Bu sayıda, dosya konusu dışında üç makale yer alıyor. Ali Murat Özdemir, uluslararası ekonomi politik disiplini içindeki Marksist yaklaşımları ele aldığı yazısında, hem bu yaklaşımları hem de bunlara yöneltilen eleştirileri son derece anlaşılır bir üslupla biraraya getiriyor. Klasik Marksizm, Bağımlılık Okulu, Dünya Sistemi Yaklaşımı, Düzenleme Okulu ve Gramsciyen Okul, Özdemir’in yazısında eleştirel bir çerçeveye oturtuluyor. Devrim Sezer’in makalesi, Gadamer’e yöneltilen eleştirilerin “haksızlığını” ortaya koymaya dönük. Ele aldığı eleştirilerden biri felsefi hermenötiğin modernliğe karşı neo-Aristotelesçi, muhafazakâr bir tepki olduğu, diğeri de Gadamer’in yeni bir tür gelenekçilik önerdiği. G. Gürkan Öztan, öjeni düşüncesinin temel savları ile dünyada ve Türkiye’de 1930’lu yıllardaki yükselişini anlattığı yazısında, etnisist karakterli milliyetçiliğin öjenist söylem ile kurduğu ittifakın ipuçlarını veriyor. Ulus devlet inşası sürecinde öjenik uygulamaların kadınlar bağlamında nasıl savunulduğuna bakıyor.

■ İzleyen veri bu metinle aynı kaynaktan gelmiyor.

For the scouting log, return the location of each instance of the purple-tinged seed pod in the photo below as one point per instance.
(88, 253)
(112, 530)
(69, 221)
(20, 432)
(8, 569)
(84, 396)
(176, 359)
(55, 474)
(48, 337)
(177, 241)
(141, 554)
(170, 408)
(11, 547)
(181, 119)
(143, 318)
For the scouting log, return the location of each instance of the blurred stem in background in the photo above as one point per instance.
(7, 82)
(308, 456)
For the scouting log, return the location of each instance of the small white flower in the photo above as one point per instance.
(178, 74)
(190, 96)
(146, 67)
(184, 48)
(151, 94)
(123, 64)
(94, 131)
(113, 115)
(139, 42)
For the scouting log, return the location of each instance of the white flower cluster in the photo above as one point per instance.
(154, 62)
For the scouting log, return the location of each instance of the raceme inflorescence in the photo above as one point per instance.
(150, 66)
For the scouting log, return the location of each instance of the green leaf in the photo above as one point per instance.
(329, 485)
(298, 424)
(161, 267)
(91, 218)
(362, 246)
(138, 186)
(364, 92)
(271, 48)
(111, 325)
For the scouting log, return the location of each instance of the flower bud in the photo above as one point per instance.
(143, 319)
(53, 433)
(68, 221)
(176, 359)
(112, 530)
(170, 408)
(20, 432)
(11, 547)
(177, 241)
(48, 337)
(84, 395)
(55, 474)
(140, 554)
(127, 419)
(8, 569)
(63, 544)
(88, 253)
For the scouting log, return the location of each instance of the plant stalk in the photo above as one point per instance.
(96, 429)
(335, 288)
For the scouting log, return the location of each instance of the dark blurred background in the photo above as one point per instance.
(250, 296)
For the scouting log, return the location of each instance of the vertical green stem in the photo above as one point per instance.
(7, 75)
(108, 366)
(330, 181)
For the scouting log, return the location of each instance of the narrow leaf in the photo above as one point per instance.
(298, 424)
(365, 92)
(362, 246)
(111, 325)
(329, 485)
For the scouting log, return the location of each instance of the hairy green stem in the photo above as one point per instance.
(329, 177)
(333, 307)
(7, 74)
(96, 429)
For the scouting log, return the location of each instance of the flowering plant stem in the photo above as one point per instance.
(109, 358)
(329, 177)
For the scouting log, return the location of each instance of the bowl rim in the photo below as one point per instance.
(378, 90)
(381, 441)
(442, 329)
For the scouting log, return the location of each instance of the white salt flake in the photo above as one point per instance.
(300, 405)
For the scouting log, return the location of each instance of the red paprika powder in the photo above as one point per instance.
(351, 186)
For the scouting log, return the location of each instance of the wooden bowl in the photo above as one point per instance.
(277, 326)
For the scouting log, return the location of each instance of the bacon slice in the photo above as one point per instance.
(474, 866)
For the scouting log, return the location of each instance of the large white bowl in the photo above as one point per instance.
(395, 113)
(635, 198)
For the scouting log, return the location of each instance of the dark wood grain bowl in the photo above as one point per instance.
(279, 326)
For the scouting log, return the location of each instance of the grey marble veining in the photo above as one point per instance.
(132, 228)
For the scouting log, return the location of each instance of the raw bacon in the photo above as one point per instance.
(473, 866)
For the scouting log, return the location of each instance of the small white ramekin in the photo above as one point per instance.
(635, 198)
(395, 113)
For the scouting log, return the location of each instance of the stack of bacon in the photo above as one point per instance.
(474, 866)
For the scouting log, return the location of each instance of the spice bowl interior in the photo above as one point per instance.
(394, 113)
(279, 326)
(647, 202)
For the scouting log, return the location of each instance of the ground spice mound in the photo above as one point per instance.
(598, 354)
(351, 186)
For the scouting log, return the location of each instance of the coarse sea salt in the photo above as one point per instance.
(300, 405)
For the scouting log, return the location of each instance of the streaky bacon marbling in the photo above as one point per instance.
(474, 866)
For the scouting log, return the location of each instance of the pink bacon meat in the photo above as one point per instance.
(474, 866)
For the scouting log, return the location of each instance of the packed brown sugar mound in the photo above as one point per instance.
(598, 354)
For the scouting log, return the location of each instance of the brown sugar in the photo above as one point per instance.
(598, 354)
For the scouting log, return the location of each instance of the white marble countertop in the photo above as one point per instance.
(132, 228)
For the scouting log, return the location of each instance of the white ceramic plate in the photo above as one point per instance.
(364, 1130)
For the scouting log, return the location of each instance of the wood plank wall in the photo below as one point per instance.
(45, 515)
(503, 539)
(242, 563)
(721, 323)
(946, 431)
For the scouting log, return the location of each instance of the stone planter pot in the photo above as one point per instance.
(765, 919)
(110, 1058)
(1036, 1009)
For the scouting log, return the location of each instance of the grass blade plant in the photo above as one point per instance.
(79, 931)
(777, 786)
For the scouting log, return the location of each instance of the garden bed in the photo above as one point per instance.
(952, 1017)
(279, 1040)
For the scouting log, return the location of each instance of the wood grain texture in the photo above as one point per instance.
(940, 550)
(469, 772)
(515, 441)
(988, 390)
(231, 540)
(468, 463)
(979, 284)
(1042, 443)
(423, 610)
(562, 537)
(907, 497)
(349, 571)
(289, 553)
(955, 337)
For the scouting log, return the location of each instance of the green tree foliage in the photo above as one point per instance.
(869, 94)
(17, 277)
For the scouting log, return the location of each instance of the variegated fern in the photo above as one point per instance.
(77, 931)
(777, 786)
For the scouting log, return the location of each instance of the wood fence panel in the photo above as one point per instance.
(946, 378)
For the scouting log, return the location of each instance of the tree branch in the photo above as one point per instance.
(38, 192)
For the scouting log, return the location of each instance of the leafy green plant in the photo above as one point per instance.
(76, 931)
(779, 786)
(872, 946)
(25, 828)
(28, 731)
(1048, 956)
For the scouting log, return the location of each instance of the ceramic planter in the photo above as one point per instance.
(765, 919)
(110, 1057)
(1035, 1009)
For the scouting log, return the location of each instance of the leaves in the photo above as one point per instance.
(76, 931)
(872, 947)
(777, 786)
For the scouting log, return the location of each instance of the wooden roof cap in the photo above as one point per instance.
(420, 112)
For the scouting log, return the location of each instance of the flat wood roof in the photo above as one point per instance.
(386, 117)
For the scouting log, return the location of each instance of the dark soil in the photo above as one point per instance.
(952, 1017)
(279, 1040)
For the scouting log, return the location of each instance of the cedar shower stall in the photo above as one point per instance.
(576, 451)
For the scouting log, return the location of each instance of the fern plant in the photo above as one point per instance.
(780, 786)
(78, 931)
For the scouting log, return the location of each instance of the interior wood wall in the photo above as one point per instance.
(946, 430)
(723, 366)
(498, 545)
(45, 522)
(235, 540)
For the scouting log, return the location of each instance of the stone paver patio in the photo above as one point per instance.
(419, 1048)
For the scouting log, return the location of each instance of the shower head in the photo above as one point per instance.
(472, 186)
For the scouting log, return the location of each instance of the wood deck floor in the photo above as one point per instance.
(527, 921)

Çok önemsediğimiz bir yazıya dikkat çekerek bitirelim. Turgut Özakman’ın kitabı Şu Çılgın Türkler, neredeyse bir histeriyle karşılandı. 2005 yılının Nisan ayında piyasaya çıkan ve altı ay gibi çok kısa bir sürede 107. baskıya ulaşan kitabın gördüğü olağanüstü ilginin tartışmaya değer pek çok yönü olduğu kesin. Sezgi Durgun, bu kitapla ilgili yazısında siyaset sosyolojisi çerçevesinden, romandaki “Çılgın Türk” tasarımının ontolojik bir değer olarak yeniden üretilme biçimini iki eksen üzerinden tartışıyor: “Çılgın Türk” ifadesinin analizi ve romanın ana damarlardan birini oluşturan Osmanlı imgesinin temsil ettiği “hain ve gafil iç düşmanlar”, yani milliyetçilikten nasibini almamış “vatan hainleri” tanımı.